Even in a blue-sky world of light-touch regulation, devoid of constraints on labour and materials, a rational developer would avoid bringing so much housing to market that prices would fall, cutting their profit margins.
When I was researching my book about housing in 2018, I visited the 1000-lot Madora Bay development in the growth region of Mandurah south of Perth and chatted to a bored estate agent flogging house-and-land packages. He told me he would get in strife if he clocked up too many sales. His instructions were to sell a certain number of blocks each year, and no more, to keep a floor under prices.
A recent study suggests Madora Bay is not an isolated case. Prosper Australia examined the sales history of nine master-planned communities in three states and found a striking pattern. Sales peak in the early years when a greenfield development is just getting off the ground. But as the project matures, the sales rate slows, even though there is still plenty of land available and demand for new housing has not diminished.
Take the example of Woodlea, a 711-hectare estate twenty-nine kilometres northwest of the Melbourne CBD that will eventually be home to about 20,000 people. When the first of its 6500 lots were released in 2015, sales were brisk, and over the next two years about 14 per cent of the total development was sold — an average of forty-five properties each month. But then sales slowed substantially, even though land prices were still climbing fast. Over the next three years, only about 6.5 per cent of the total lots were sold — an average of just thirteen properties a month.
“Supply effectively reduced from February 2017 all the way through to January 2020, despite rising prices,” writes Prosper economist Karl Fitzgerald. He infers that Woodlea’s developers needed to wind back supply “for fear of price reductions.”
The property industry is one of the loudest voices calling for more land releases and looser planning and zoning rules, arguing that this will enable them to increase supply and reduce the price of housing. But Fitzgerald says this isn’t how property markets operate and it’s illogical to expect private developers to bring on excess supply and, in effect, undercut their own product.

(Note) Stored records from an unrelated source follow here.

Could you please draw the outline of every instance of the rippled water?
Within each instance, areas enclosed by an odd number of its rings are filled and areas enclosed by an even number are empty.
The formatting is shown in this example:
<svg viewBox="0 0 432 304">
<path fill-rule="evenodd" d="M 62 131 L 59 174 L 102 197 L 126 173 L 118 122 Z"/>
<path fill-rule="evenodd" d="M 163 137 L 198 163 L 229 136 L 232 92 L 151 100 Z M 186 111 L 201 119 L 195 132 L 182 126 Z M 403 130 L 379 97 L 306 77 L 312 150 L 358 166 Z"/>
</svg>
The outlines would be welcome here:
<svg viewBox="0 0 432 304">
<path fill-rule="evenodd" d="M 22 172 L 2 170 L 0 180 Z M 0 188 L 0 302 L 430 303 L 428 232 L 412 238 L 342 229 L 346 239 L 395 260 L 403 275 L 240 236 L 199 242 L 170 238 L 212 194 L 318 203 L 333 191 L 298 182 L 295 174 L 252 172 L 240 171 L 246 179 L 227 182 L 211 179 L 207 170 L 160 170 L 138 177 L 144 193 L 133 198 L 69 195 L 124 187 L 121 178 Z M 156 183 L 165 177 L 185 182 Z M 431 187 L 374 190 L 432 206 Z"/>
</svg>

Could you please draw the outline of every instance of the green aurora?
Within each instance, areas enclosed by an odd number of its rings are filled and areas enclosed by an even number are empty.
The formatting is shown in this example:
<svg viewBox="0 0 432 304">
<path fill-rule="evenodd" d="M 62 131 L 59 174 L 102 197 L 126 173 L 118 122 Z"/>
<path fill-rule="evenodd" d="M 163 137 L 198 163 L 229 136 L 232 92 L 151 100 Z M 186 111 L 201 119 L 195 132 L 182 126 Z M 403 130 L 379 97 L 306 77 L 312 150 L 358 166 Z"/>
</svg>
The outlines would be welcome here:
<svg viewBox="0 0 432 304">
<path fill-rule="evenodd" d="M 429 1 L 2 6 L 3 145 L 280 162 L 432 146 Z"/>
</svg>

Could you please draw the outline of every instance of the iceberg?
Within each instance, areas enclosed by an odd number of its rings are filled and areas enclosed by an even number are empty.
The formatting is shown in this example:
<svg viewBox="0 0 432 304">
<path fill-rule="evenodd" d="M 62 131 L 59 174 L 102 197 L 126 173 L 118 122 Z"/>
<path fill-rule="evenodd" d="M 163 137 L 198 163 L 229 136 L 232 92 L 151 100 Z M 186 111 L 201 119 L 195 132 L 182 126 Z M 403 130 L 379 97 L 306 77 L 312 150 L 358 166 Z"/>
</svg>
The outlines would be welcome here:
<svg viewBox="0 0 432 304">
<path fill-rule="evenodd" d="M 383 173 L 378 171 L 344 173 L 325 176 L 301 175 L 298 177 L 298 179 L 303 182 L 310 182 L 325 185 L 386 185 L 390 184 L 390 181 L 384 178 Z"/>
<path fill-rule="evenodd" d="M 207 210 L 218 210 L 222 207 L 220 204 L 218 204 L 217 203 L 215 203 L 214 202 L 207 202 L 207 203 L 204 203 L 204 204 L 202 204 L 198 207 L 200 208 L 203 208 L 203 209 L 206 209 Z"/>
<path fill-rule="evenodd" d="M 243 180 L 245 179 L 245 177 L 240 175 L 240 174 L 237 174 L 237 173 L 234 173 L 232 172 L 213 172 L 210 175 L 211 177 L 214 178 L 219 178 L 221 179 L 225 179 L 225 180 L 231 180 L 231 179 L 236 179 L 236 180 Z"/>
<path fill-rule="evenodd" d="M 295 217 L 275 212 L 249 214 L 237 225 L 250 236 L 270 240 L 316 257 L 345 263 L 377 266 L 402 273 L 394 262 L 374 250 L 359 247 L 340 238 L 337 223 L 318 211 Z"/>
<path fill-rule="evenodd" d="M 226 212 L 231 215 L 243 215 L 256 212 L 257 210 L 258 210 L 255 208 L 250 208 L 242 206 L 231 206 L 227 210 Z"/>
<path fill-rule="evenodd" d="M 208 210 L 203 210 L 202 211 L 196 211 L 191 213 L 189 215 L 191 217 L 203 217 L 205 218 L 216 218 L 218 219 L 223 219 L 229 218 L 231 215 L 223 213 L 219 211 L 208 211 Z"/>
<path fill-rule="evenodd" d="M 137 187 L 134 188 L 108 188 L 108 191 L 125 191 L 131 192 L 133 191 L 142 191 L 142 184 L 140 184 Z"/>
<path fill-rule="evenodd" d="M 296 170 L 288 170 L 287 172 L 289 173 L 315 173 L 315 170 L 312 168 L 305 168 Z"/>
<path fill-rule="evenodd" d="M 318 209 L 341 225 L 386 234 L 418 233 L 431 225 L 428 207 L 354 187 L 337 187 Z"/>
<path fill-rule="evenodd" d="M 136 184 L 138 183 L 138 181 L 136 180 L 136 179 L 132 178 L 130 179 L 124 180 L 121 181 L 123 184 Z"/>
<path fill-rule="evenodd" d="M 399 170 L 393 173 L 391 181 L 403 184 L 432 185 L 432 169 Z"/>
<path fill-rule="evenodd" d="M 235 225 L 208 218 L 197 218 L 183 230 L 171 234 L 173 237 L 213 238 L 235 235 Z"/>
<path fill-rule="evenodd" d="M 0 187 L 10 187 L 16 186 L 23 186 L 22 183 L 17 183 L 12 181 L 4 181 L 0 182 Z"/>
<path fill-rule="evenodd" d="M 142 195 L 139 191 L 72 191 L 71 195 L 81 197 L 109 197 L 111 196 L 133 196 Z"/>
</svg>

It isn’t just on the suburban fringe that approved residential developments are slow to manifest as dwellings for sale or rent. In July 2015 developer Sterling Global bought the Australian Federal Police building on La Trobe Street in central Melbourne for $70.7 million. Plans were approved in November 2016 for a 70-storey tower including a hotel and 488 apartments. But Sterling Global instead sold the site to Mirvac for $122 million dollars (booking a 73 per cent capital gain in three years) in 2018. In June 2021, the City of Melbourne endorsed new plans for a 31-storey office complex. Construction was due to commence in 2022 but there is no sign of work. The AFP has moved out and the existing five-storey building now sits empty.
UNSW housing expert Professor Hal Pawson advises scepticism about housing strategies based solely on the belief that regulations are limiting building activity. “In reality,” he writes, “the prime consideration for private developers and their financial backers is expected market conditions when constructed homes are saleable.”

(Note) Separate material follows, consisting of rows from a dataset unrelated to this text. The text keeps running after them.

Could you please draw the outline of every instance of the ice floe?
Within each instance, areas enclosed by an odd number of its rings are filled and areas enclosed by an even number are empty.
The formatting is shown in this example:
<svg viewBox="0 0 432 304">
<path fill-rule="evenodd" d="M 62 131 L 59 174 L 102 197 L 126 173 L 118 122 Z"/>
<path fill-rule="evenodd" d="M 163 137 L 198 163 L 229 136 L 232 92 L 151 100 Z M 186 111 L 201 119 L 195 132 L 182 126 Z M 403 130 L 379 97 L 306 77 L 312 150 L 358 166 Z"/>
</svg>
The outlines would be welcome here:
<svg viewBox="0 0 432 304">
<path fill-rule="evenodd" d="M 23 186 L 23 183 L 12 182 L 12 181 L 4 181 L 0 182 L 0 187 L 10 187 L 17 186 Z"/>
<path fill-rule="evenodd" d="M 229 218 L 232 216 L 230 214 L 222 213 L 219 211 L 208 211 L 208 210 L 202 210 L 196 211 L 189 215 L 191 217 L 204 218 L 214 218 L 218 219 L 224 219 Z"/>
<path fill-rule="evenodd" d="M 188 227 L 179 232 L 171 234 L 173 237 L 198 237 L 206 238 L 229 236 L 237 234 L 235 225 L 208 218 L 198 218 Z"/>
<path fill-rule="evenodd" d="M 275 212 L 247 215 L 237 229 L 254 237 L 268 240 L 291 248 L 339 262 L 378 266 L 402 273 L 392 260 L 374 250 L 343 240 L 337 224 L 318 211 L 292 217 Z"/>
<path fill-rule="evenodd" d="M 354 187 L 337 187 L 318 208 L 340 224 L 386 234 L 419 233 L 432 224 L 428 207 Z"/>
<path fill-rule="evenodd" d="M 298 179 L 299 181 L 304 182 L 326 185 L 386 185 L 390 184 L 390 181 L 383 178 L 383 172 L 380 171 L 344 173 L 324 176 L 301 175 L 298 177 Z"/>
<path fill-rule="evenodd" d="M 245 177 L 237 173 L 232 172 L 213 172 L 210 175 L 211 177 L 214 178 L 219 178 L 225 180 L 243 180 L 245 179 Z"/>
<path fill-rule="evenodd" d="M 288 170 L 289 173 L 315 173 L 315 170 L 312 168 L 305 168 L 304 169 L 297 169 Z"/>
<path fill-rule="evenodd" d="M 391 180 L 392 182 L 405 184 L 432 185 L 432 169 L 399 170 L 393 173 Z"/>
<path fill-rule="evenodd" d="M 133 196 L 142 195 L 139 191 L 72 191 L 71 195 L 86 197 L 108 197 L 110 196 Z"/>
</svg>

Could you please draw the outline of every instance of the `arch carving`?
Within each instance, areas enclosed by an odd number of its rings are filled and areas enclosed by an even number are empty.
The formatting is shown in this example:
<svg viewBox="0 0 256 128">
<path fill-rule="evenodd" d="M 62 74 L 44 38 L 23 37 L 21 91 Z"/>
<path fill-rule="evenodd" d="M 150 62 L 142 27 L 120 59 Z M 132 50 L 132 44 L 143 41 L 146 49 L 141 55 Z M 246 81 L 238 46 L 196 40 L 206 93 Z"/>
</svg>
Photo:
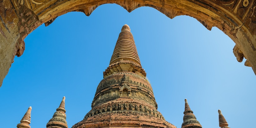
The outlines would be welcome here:
<svg viewBox="0 0 256 128">
<path fill-rule="evenodd" d="M 34 30 L 69 12 L 89 16 L 106 3 L 118 4 L 129 12 L 150 7 L 171 18 L 193 17 L 210 30 L 215 26 L 235 43 L 237 61 L 245 58 L 245 65 L 256 73 L 256 0 L 0 0 L 0 85 L 15 56 L 23 53 L 23 40 Z"/>
</svg>

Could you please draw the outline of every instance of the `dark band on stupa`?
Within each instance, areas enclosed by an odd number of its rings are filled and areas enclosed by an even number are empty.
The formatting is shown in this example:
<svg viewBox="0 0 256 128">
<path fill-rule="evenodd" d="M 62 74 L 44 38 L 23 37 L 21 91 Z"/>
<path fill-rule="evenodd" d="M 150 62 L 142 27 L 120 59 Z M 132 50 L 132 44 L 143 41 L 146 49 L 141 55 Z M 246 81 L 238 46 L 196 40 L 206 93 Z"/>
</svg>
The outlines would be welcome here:
<svg viewBox="0 0 256 128">
<path fill-rule="evenodd" d="M 176 128 L 157 110 L 130 31 L 127 25 L 123 27 L 92 109 L 72 128 Z"/>
</svg>

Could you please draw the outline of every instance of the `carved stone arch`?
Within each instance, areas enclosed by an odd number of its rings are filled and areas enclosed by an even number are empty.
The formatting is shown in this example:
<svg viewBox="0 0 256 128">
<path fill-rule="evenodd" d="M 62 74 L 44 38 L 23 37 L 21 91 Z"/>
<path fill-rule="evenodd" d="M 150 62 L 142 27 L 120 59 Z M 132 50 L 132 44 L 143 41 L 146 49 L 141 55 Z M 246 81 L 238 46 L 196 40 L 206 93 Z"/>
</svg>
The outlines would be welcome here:
<svg viewBox="0 0 256 128">
<path fill-rule="evenodd" d="M 256 73 L 255 0 L 27 0 L 0 1 L 0 85 L 15 56 L 25 49 L 25 38 L 38 26 L 49 25 L 58 16 L 71 11 L 89 16 L 97 7 L 116 3 L 129 12 L 148 6 L 172 18 L 186 15 L 197 19 L 207 29 L 215 26 L 236 43 L 233 52 L 237 60 L 247 59 L 246 66 Z"/>
</svg>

The Planning Institute of Australia also points out that planning “doesn’t control the speed with which housing is developed — nor affect powerful drivers for investment in housing.”
“It is simply wrong to say that planning is what is holding back our housing supply,” urban planner Marcus Spiller told National Shelter’s online forum. Yet he says this is the “intellectual architecture” underpinning the government’s approach to a national plan.

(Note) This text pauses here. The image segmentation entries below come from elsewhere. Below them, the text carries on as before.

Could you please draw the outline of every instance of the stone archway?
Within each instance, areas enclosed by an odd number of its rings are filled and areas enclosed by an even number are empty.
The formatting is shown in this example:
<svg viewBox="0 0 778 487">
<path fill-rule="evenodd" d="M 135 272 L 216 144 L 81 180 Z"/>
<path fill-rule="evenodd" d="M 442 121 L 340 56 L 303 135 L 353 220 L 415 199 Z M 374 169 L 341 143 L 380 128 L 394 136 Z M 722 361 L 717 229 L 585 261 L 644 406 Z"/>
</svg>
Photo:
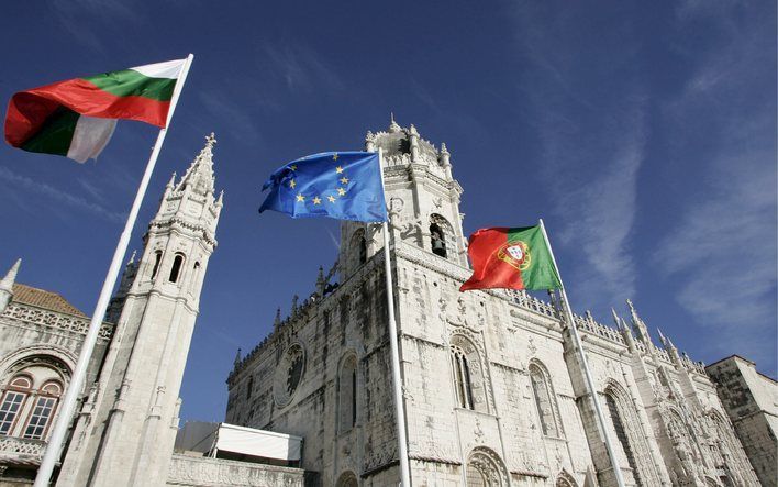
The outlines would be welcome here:
<svg viewBox="0 0 778 487">
<path fill-rule="evenodd" d="M 337 483 L 335 487 L 358 487 L 359 480 L 357 480 L 356 475 L 352 471 L 346 471 L 337 477 Z"/>
<path fill-rule="evenodd" d="M 491 449 L 473 449 L 465 469 L 467 487 L 508 487 L 508 471 L 500 456 Z"/>
</svg>

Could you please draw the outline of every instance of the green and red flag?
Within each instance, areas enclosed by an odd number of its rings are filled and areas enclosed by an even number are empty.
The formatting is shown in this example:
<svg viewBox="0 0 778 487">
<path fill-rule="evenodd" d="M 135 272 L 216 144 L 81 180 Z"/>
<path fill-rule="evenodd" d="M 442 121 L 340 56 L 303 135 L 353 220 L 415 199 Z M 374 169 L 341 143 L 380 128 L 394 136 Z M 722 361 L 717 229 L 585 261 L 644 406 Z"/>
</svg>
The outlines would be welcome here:
<svg viewBox="0 0 778 487">
<path fill-rule="evenodd" d="M 477 230 L 467 248 L 473 276 L 459 290 L 559 289 L 559 273 L 548 248 L 541 225 Z"/>
<path fill-rule="evenodd" d="M 185 63 L 151 64 L 14 93 L 5 115 L 5 141 L 79 163 L 97 158 L 119 119 L 166 126 Z"/>
</svg>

The founding partner of SGS Economics and Planning and former national president of the Planning Institute of Australia, Spiller is a veteran of Australian housing debates and has served on numerous state and federal boards and advisory committees. In his view, it is fanciful to assume that we can deregulate planning and then rely on competitive markets to meet the housing needs of low- and middle-income Australians. There is no trickle-down solution to the housing crisis, he says, and government and public policy must play a much stronger role.
If governments had kept building social housing at the same average rate as between 1955 and 1985, Spiller calculates, then Australia would now have 330,000 more homes for low-income earners. Instead, we shifted to providing rent assistance so tenants could find the housing that best suits them in the private market. The theory was that they would become masters of their own destiny. “It’s a compelling economic proposition that we have been pursuing for thirty or forty years,” says Spiller. “And I think it’s time to ask the question, has it worked?”
Clearly, it has not. Barely one in a hundred rentals is affordable for essential workers in full-time jobs, hundreds of thousands of households are forking out more than half their income on rent, and vacancy rates are at record lows. But the conventional supply-side wisdom can never be disproven. If there’s not enough housing or if housing is too expensive, then that must mean we have not yet deregulated enough, and must deregulate more.
In May this year former Reserve Bank economist Tony Richards published a long article in the Australian Financial Review describing how to solve Australia’s housing crisis. Despite the Financial Review’s simplistic spruiking — “1.3 Million Missing Homes Blamed on Councils and NIMBYs” — it is a complex and thoughtful examination of the issues. Richards recognises the need to build more social housing and acknowledges that we could use the tax system to moderate demand. But I was struck by what Richards does and doesn’t say about one of the local governments he picked out as anti-development.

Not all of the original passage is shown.